In 1995 Zittoun et al. for the EORTC-GIMEMA groups reported on 941 AML patients treated with one or two cycles of standard Daunorubicine/Cytarabine schedule (3/7). Patients obtaining CR were submitted to one consolidation cycle including high-dose cytarabine (HD-AC) and Amsacrine. Subsequently, patients with HLA identical donor were allo-transplanted, whereas patients without HLA identical donor were randomized to receive ASCT or a second consolidation (ICC) with daunorubicine and HD-AC. The CR rate after induction therapy was 66%. The relapse rate were 40% in the two arms (ASCT) and 57% (ICC), respectively; DFS was longer for patients submitted to ASCT compared to patients submitted to ICC (48% vs 30%; p=0.05). However the OS was not significantly superior in the ASCT group, due to the greater ability of ASCT to rescue relapsed patients in the ICC arm [24].

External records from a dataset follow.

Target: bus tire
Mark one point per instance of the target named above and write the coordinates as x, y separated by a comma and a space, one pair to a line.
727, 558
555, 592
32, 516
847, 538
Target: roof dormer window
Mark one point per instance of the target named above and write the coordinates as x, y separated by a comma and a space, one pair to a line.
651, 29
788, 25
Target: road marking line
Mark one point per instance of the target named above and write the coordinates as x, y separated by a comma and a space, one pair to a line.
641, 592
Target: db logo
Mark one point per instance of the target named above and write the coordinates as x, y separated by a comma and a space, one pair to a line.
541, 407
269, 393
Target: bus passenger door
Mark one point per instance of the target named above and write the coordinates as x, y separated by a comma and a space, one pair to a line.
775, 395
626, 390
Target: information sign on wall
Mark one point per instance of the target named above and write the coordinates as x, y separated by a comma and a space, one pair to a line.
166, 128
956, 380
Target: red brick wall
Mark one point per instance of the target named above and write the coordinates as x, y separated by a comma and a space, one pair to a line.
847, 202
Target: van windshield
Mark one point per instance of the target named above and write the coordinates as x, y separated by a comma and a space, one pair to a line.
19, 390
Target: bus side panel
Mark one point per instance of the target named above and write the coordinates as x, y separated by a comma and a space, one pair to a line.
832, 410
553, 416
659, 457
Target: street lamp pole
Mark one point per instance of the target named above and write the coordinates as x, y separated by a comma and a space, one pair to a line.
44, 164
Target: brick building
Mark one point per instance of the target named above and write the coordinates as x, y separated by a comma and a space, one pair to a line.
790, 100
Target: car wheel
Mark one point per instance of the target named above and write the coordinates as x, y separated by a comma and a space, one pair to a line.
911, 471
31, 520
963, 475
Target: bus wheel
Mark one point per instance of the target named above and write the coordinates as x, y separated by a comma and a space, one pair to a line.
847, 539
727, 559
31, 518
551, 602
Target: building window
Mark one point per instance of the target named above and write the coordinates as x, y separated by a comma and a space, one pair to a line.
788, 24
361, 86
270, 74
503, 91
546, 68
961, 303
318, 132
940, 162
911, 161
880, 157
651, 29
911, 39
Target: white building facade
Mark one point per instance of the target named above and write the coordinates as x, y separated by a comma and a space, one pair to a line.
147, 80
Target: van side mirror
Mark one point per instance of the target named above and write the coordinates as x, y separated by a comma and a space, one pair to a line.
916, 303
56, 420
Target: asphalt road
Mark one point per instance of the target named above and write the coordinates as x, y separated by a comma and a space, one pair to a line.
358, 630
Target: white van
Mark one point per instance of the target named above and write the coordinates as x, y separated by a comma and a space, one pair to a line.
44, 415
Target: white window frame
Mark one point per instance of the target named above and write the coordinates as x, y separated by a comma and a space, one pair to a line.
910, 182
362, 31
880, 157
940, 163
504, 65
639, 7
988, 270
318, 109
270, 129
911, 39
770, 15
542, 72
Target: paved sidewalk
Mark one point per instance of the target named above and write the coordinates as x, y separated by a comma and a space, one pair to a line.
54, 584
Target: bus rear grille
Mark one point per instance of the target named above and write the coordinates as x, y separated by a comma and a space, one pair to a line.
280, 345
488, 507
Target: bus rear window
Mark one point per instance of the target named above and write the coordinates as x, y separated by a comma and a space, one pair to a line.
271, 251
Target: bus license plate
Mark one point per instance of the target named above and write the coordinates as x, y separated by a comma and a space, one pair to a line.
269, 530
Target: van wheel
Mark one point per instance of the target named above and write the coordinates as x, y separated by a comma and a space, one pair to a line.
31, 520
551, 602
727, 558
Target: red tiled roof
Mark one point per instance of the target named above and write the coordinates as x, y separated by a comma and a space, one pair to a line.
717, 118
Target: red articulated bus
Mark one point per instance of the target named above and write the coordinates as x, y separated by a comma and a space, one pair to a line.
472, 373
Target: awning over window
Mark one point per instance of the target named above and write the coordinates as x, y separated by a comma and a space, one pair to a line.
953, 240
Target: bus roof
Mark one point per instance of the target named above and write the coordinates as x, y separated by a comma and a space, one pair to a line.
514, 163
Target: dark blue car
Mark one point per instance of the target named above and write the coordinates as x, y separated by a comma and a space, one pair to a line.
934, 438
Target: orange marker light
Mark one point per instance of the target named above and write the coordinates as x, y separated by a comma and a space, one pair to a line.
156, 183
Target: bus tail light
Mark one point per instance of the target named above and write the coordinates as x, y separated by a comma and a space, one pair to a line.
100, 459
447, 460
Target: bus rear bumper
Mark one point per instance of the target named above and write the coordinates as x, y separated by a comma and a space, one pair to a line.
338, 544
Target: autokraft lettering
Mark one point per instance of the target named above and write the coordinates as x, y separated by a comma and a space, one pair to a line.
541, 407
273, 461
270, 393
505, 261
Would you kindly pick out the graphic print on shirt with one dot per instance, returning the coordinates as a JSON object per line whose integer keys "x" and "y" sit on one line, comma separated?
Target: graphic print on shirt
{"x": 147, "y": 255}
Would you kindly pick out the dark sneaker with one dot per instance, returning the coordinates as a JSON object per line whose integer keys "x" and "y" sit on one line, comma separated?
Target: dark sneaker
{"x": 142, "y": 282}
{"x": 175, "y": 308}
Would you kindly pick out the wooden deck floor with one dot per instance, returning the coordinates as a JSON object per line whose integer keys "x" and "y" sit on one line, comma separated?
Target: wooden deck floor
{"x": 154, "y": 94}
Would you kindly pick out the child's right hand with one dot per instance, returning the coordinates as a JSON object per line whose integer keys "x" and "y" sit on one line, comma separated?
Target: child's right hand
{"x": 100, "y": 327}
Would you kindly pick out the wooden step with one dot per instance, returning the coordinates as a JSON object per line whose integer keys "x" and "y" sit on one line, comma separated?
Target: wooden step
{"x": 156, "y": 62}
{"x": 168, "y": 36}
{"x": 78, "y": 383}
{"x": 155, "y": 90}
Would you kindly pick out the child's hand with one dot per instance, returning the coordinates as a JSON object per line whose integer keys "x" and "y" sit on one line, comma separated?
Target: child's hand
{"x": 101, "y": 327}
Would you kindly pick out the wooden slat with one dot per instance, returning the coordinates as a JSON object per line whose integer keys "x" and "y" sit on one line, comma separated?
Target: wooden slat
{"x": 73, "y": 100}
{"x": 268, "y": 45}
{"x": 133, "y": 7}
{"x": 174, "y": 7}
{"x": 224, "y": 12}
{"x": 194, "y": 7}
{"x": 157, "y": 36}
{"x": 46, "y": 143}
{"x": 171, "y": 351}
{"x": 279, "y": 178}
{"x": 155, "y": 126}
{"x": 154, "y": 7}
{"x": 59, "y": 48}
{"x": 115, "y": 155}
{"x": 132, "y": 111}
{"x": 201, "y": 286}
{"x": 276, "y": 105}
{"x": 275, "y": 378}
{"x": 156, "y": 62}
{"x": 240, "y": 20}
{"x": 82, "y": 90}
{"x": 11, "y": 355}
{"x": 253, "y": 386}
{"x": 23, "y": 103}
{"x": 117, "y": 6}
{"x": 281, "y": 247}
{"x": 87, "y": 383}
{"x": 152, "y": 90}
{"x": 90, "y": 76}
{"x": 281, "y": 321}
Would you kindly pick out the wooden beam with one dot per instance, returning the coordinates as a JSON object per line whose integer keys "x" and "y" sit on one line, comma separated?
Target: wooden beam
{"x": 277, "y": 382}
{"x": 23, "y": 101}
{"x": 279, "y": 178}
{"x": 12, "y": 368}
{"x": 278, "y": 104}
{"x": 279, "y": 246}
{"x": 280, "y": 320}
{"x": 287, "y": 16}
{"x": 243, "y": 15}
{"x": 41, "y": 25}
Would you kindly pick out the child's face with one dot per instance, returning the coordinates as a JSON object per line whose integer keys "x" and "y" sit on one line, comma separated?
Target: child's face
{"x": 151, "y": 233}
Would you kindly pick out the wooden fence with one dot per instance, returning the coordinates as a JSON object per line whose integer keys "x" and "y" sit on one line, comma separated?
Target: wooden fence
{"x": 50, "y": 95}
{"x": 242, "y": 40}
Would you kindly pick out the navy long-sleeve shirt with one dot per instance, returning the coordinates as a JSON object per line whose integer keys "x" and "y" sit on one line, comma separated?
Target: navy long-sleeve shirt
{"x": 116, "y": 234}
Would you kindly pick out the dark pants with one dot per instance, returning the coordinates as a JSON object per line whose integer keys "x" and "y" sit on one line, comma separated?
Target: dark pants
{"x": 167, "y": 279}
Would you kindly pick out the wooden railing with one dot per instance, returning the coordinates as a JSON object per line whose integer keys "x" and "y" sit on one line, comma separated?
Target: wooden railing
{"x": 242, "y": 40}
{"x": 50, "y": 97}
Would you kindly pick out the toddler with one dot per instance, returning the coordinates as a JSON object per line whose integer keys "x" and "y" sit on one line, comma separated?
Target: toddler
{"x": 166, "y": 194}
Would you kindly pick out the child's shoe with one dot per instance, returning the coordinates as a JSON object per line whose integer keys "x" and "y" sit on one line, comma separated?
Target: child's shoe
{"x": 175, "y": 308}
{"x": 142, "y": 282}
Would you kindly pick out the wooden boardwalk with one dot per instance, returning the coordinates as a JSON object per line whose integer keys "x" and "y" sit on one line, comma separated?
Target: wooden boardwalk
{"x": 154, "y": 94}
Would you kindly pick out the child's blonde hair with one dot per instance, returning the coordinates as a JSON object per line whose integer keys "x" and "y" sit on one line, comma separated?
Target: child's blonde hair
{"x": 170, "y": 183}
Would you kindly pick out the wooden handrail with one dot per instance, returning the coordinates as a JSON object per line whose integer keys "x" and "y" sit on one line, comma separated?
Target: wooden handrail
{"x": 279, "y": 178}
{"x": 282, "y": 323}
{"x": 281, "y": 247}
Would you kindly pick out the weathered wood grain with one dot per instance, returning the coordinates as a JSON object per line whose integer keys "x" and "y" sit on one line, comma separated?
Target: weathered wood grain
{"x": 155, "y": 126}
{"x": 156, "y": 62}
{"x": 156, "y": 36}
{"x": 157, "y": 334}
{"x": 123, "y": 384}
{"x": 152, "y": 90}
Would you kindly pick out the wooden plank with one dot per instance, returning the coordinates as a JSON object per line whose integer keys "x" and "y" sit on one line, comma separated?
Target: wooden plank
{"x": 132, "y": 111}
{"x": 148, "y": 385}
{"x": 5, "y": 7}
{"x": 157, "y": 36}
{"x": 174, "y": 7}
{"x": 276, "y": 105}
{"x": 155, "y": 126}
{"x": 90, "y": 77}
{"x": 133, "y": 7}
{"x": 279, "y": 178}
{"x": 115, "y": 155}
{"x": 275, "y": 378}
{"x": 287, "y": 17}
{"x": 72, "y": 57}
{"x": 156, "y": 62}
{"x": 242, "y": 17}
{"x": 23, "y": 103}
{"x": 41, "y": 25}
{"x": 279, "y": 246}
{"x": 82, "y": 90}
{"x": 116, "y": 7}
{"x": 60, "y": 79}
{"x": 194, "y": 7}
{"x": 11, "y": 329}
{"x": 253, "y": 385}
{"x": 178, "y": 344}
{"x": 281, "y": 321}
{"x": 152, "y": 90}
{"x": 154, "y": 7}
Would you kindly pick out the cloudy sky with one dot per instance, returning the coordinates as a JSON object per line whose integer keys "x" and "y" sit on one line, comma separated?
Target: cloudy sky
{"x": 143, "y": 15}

In 1997 Harousseau and Colleagues reported data on 517 eligible patients (15-50 years of age) affected by previously untreated AML. Patients received 3 - 4 courses of conventional induction treatment (Ara-C: 200 mg/sqm/day for 7 consecutive days with either idarubicin administered intravenously on days 1 - 5 at a daily dose of 8 mg/sqm or rubidazone administered intravenously on days 1 - 4 at a daily dose of 200 mg/sqm). Patients aged 40 year or younger, in CR after induction therapy, were assigned to SCT if an HLA identical donor was available. All other patients received a first course of HD-Ara-C (3 gr/sqm) administered every 12 hours along 4 days (ICC) and then were randomized to receive either a second course of ICC or an ASCT. Eighty-eight patients out of 517 received an SCT, while 164 out of 517 were eligible for randomization (75 received ASCT, 71 received ICC). No differences in terms of OS and DFS were observed between the two arms: the 4 years DFS was 44 +/- 5.5% in ASCT group and 40.5 +/- 5.5% in ICC group (p value 0.41); the 4 years OS was 50 +/- 6% in ASCT group and 54.5 +/- 6% in ICC group (p value 0.72). The retrospective analysis of DFS and OS based on the cytogenetic risk could not detect any differences between the ASCT group and the ICC group [28].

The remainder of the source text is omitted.